Our visitor policy has been revised to prohibit inpatient visits on campus unless necessary in the setting of end-of-life discussions. Patients who present for surgery or on-site treatments are not allowed to be accompanied by visitors and subsequent transportations are provided by the hospital. Tele-medicine technology has begun to replace regular outpatient visits; these include primarily consultative visits and any visits that do not require on-site treatments or radiological investigations. Quarantine units have been arranged and protocols have been created in the case of a local outbreak. Inpatients who test positive for COVID-19 infection are isolated from other patients in a separate facility and being cared for by a specialized dedicated team.
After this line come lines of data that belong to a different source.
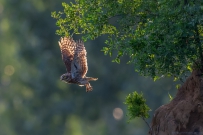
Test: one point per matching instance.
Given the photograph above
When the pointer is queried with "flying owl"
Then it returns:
(74, 56)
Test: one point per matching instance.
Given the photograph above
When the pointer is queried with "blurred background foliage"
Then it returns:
(34, 101)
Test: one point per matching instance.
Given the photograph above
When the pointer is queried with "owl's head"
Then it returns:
(66, 77)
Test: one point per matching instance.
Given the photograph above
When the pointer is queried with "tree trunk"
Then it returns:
(184, 114)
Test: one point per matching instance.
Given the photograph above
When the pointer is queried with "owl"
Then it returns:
(74, 56)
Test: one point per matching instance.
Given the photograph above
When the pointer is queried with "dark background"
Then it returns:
(33, 101)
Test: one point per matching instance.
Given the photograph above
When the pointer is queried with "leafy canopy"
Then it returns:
(161, 37)
(137, 106)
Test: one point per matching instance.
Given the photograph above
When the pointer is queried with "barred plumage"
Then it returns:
(74, 57)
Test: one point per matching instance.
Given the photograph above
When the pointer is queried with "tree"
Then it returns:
(161, 38)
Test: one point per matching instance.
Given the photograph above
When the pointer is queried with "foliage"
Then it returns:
(137, 106)
(160, 37)
(170, 97)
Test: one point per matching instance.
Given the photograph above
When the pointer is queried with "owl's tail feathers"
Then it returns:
(91, 79)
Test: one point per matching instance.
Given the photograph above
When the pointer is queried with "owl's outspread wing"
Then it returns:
(74, 56)
(80, 60)
(67, 46)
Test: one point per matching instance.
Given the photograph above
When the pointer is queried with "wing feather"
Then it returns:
(80, 60)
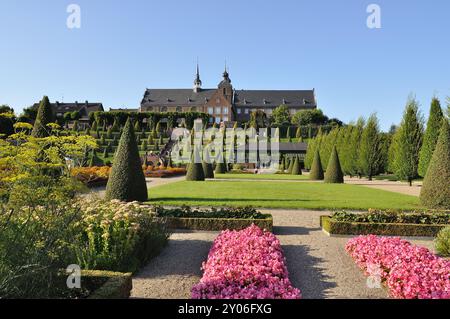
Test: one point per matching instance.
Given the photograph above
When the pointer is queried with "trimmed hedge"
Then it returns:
(117, 285)
(218, 224)
(385, 229)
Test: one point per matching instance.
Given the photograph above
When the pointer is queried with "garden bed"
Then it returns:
(246, 264)
(386, 223)
(408, 271)
(215, 220)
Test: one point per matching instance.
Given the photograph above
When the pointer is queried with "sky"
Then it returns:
(124, 47)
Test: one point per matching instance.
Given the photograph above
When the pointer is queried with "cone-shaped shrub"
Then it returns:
(435, 191)
(195, 168)
(43, 117)
(296, 167)
(127, 180)
(334, 171)
(207, 167)
(316, 172)
(290, 166)
(221, 168)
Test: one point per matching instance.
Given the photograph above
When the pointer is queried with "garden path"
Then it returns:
(317, 263)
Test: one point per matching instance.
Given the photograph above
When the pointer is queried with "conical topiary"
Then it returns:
(195, 168)
(43, 117)
(334, 173)
(296, 167)
(127, 180)
(435, 191)
(207, 166)
(316, 172)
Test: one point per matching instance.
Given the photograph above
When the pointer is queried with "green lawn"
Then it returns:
(281, 177)
(279, 195)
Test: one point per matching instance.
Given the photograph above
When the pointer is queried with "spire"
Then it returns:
(197, 81)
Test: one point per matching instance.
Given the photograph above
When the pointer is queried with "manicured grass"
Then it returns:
(279, 195)
(281, 177)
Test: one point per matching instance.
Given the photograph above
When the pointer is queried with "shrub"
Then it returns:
(409, 272)
(316, 172)
(195, 171)
(392, 216)
(119, 236)
(334, 171)
(435, 192)
(226, 212)
(127, 181)
(207, 170)
(246, 264)
(296, 170)
(442, 242)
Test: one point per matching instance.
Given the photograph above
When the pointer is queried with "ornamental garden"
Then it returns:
(117, 204)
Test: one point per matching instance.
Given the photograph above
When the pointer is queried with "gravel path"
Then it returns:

Which is the lesser of two evils is an open-ended question with no true answer. Both pancreatic cancer and COVID-19 are diseases that require utilization of substantial healthcare and human resources. Therefore, we are experiencing a paradigm shift in the multidisciplinary management of pancreatic cancer that must balance the risks of the disease and the risks of treating this deadly disease while the specter of COVID-19 Looms. Utilizing neoadjuvant treatment and further conducting a safe surgery while protecting patients in a controlled environment can improve oncological outcomes,but may also permit delay of high risk, resource heavy pancreatectomy while hospitals funnel valuable resources to address the surge of COVID-19 cases in their communities. Even an optimal oncologic procedure performed in a hazardous setting could shorten patient survival if recovery is complicated by factors such as COVID-19 infection.
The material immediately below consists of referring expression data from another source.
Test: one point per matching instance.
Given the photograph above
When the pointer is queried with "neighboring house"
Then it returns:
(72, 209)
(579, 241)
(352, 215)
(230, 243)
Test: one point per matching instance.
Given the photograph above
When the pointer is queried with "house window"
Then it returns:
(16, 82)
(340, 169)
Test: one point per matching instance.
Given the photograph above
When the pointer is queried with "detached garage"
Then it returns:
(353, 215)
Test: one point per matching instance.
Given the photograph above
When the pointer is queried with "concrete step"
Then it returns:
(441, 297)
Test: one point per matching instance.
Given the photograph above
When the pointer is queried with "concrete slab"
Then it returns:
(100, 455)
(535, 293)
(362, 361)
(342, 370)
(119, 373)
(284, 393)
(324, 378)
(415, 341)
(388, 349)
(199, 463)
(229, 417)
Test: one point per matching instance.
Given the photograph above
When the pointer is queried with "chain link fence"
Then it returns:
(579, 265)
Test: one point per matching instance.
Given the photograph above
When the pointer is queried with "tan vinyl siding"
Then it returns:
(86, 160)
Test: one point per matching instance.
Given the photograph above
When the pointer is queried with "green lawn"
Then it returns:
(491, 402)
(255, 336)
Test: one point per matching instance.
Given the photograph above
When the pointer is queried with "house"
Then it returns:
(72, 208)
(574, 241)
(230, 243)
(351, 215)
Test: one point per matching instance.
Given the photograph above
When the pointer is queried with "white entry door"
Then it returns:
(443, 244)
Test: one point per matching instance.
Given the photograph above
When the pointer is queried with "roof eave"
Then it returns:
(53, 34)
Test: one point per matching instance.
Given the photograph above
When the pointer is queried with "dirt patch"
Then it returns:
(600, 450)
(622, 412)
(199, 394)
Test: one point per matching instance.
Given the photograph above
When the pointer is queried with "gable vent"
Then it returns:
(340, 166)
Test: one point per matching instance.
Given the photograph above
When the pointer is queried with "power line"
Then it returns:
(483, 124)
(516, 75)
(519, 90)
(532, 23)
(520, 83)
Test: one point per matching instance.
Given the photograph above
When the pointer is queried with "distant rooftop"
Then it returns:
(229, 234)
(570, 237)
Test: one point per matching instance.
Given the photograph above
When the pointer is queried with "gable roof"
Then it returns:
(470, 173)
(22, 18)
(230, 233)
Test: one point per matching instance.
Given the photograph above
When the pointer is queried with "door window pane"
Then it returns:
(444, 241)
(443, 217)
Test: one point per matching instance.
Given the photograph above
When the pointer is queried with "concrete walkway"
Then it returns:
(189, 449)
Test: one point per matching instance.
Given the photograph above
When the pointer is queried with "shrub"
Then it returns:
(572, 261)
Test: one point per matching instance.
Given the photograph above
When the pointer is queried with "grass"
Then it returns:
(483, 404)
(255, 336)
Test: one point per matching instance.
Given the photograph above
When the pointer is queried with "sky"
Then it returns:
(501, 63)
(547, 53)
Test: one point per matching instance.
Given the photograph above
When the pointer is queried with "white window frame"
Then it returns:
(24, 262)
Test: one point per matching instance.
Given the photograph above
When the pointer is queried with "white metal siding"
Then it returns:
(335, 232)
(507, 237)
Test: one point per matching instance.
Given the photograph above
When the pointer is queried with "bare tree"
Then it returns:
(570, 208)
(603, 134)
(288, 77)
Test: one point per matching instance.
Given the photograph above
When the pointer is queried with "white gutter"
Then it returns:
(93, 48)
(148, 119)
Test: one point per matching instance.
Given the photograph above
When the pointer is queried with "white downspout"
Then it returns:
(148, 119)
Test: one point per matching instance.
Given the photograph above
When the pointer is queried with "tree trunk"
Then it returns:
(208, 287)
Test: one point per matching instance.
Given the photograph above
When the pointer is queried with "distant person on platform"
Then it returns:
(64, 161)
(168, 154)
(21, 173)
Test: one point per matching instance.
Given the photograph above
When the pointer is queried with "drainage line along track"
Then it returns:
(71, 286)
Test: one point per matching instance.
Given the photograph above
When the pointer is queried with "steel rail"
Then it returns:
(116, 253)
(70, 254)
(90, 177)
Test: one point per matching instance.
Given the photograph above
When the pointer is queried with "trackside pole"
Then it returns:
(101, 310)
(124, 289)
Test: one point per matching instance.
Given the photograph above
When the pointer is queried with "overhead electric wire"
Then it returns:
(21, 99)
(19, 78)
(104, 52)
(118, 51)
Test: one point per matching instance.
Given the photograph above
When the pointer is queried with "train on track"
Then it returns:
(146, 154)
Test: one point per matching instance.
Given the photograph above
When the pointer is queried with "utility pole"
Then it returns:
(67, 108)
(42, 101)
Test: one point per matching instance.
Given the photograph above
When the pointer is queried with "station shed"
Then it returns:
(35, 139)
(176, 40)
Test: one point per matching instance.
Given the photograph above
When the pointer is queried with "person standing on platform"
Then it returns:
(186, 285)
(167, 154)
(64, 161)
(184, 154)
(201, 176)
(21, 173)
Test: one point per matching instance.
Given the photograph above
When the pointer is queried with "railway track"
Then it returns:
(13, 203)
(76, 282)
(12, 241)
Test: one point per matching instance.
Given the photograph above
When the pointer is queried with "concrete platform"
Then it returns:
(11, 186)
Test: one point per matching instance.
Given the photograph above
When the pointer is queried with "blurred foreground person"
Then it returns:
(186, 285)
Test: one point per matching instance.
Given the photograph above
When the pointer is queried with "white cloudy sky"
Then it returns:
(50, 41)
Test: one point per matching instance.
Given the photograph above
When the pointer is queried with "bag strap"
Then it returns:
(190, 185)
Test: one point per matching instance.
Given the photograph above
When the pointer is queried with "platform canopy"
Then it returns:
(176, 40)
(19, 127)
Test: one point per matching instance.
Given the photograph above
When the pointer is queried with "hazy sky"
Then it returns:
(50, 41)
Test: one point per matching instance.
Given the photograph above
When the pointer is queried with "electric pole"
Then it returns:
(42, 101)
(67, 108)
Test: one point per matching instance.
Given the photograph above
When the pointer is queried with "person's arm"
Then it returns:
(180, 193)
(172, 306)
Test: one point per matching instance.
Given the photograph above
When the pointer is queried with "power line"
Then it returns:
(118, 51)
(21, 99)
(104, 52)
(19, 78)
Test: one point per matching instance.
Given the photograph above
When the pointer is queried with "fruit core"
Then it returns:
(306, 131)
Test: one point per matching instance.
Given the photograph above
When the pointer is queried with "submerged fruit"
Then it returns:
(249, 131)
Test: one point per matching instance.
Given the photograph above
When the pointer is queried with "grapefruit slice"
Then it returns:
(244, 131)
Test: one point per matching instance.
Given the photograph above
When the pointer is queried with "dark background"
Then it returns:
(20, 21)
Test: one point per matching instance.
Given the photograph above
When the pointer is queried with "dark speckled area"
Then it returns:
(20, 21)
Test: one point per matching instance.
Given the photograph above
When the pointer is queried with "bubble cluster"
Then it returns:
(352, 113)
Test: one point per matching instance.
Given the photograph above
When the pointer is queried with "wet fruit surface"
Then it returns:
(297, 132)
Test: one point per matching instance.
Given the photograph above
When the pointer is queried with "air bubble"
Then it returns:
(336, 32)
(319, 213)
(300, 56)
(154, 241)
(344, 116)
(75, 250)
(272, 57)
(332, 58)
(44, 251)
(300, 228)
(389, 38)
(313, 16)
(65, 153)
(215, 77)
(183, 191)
The era of COVID-19 is the new normal, for now. We cannot make the mistake of under-estimating the severity and potential duration and long-term impact of this crisis on cancer care and public health. Therapeutic measures are being tested to fight the virus, but there are no guarantees for when these may allow a safe resumption of everyday living as well as previously adopted practices for managing cancer patients.Oncological treatment protocols must adapt to this new health threat, and pancreatic cancer is not unique in this regard. Although long-term survival may not be as optimistic as most other malignancies, as caregivers and researchers, we are committed to innovate and reshape treatment algorithms to minimize morbidity and maximize the chances of survival for our sickest patients.
ACKNOWLEDGEMENTS
We acknowledge all caregivers, all over the world, who put their lives on front lines as they fight to provide the best care for their patients.